Мы ничего не смогли узнать, кроме того, что большевики победили войска Временного правительства; о ситуации в Петрограде тоже не было ничего известно.
Наконец, после бесконечных расспросов и томительного ожидания мы узнали время отправления поезда до Петрограда. Трудно было поверить, что все еще существуют такие вещи, как поезда. А когда мы сели в вагон, моему удивлению не было предела. Это был обычный, чистый, старомодный спальный вагон первого класса с вежливым проводником, электричеством, сверкающими зеркалами и дверями и чистым постельным бельем.
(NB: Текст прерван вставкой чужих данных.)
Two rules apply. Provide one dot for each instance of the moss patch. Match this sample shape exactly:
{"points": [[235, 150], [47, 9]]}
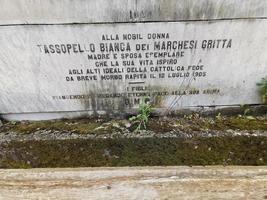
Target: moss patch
{"points": [[158, 125], [135, 152]]}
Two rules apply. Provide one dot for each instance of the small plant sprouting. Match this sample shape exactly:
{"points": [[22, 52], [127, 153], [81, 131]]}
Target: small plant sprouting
{"points": [[142, 119], [263, 89]]}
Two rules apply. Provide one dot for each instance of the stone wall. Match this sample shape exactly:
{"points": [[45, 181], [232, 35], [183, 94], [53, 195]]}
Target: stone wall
{"points": [[78, 58]]}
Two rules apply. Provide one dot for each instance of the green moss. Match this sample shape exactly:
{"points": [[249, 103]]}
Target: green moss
{"points": [[82, 126], [223, 123], [136, 152]]}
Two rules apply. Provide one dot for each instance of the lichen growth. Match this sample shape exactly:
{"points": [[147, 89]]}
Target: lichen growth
{"points": [[135, 152]]}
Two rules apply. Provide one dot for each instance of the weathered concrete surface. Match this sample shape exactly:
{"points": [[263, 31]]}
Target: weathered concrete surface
{"points": [[92, 11], [135, 183], [38, 77]]}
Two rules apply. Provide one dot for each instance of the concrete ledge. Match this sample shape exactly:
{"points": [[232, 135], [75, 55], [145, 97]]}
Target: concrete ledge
{"points": [[109, 11], [135, 183]]}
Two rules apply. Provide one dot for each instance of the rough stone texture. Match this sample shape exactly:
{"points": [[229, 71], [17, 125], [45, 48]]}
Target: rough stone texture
{"points": [[92, 11], [37, 81], [38, 85], [150, 183]]}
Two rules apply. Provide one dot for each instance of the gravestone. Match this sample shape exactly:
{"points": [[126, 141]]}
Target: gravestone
{"points": [[105, 57]]}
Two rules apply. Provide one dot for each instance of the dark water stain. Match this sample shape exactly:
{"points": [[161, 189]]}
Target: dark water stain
{"points": [[135, 152]]}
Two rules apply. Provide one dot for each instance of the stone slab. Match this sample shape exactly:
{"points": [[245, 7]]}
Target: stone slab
{"points": [[135, 183], [92, 11], [106, 68]]}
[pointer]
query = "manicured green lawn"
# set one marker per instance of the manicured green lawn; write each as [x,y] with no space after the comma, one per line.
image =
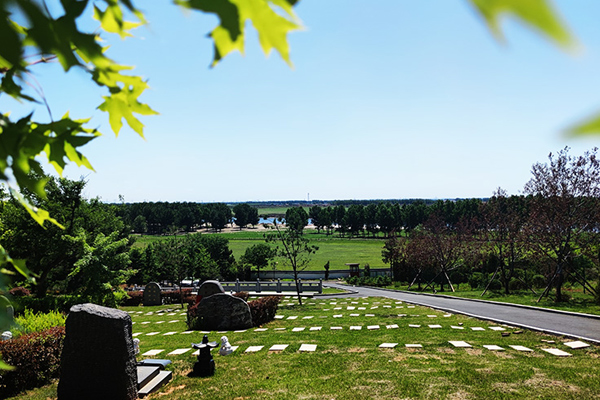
[348,364]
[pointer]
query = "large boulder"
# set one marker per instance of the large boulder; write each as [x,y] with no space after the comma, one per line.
[223,312]
[98,358]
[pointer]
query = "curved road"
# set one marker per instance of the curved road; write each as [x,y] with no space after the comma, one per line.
[576,325]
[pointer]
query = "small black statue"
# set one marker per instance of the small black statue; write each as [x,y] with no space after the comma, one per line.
[205,366]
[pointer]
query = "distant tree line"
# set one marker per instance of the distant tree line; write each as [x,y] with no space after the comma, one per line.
[159,218]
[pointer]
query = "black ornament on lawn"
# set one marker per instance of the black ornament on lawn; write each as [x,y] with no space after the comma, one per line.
[205,366]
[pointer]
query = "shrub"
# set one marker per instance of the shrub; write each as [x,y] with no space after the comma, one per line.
[242,295]
[31,322]
[134,298]
[36,358]
[263,310]
[62,303]
[172,296]
[19,291]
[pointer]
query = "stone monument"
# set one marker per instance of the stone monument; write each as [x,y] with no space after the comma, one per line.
[208,288]
[98,359]
[152,295]
[223,312]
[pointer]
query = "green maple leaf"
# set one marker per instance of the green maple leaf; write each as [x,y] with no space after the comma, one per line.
[272,27]
[536,13]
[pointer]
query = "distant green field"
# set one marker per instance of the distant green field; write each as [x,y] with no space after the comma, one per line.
[275,210]
[338,251]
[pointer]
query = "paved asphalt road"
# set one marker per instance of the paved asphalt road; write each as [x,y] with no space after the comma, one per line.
[582,326]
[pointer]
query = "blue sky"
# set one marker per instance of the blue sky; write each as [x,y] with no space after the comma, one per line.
[387,99]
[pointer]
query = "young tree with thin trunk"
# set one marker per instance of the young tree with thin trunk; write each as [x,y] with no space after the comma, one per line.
[565,213]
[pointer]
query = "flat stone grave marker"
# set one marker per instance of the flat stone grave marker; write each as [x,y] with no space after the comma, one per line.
[493,347]
[557,352]
[178,352]
[152,353]
[576,345]
[459,343]
[520,348]
[308,347]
Мы благополучно доехали до Петрограда, хотя и не по расписанию. Здесь, казалось, все было тихо. Мы отправились домой на Невский. Едва переступив через порог, я бросилась наверх к Леймингам, чтобы выяснить, что произошло за наше отсутствие.
При моем появлении они отшатнулись, словно увидели привидение. В Петрограде, как и в Москве, восстание большевиков победило. Керенский бежал, члены Временного правительства исчезли, но их войска вступили в кровавую схватку с большевиками. В этой борьбе самые тяжелые потери понесли женский батальон и юнкера, защищавшие Зимний дворец.
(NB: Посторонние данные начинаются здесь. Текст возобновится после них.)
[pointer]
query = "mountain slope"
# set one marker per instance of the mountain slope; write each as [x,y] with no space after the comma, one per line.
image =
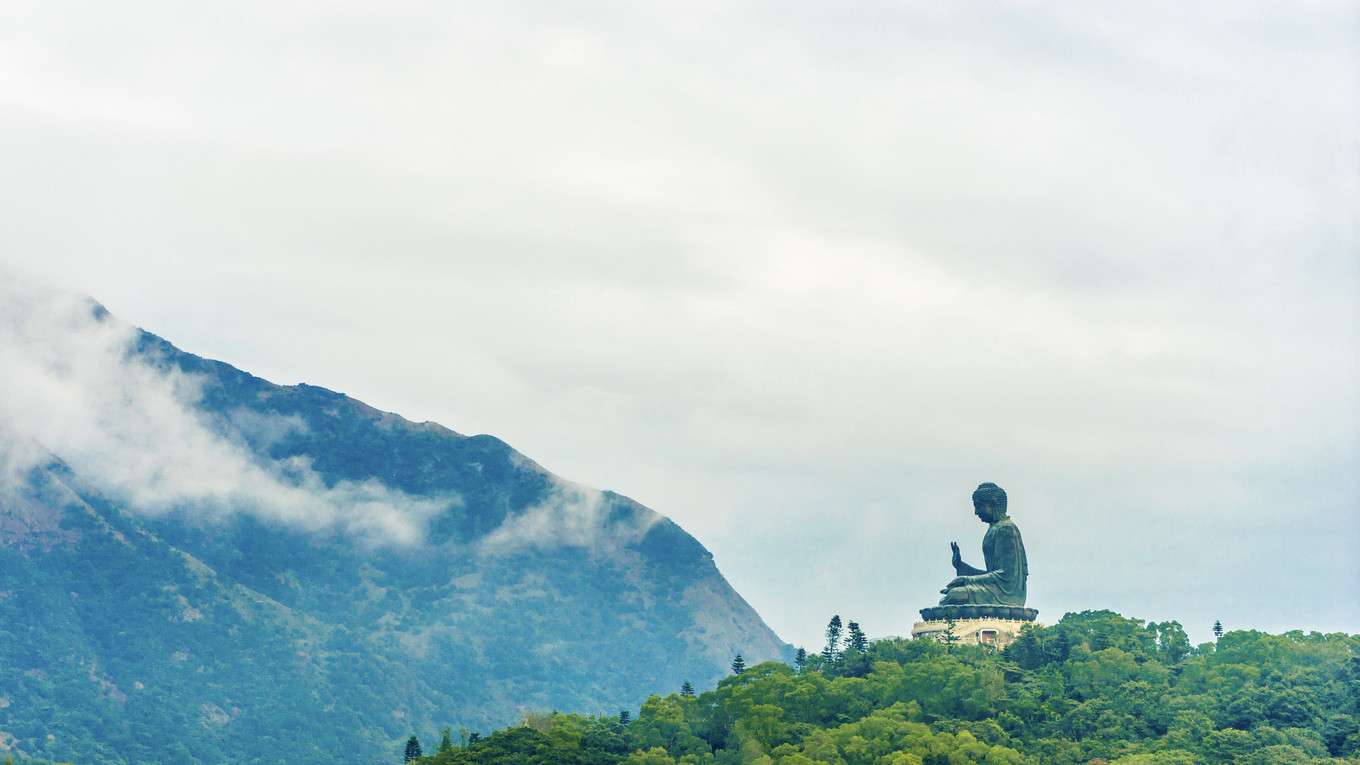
[399,577]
Как оказалось, в Петроград не поступали сведения о событиях в Москве, и Лейминга ничего не знали о ситуации в Царском Селе.
Мы навели справки и выяснили, что все поезда между Петроградом и Царским Селом отменили. Я пришла в ужас. Мне необходимо было знать любой ценой, что там происходит. Я не могла поехать сама, поэтому мы опять послали ординарца, единственного человека, который мог спокойно передвигаться в мире серых солдатских шинелей.
Он отсутствовал целый день. Вернувшись, он вошел ко мне и с невозмутимостью, свойственной людям его склада, заявил:
— Должен сообщить вам, что все в порядке и что великого князя Павла Александровича два дня назад увезли в Смольный.
Я оцепенела от ужаса. Расспрашивать было бессмысленно. Он не знал никаких подробностей.
Хотя большевики до сих пор не сделали официальных заявлений, их намерения, выраженные еще в самом начале революции, были очевидны. «Смерть аристократам!» Теперь могло случиться все, что угодно. Мы были полностью в их власти, и нас мог спасти только случай.
От мысли, что отец уже мог стать их жертвой, у меня останавливалось сердце. Моя беспомощность приводила меня в отчаяние; я могла лишь сидеть и ждать, и это ожидание казалось бесконечным.
Наутро я снова отправила ординарца в Царское Село, и на этот раз он привез мне утешительные известия. Он слышал, что сегодня отца должны выпустить из Смольного. Поэтому мачеха, Володя и девочки уехали в Петроград; в царскосельском доме никого не осталось. Но ординарец не знал, где именно они остановятся, и все попытки выяснить их местонахождение оказались тщетными.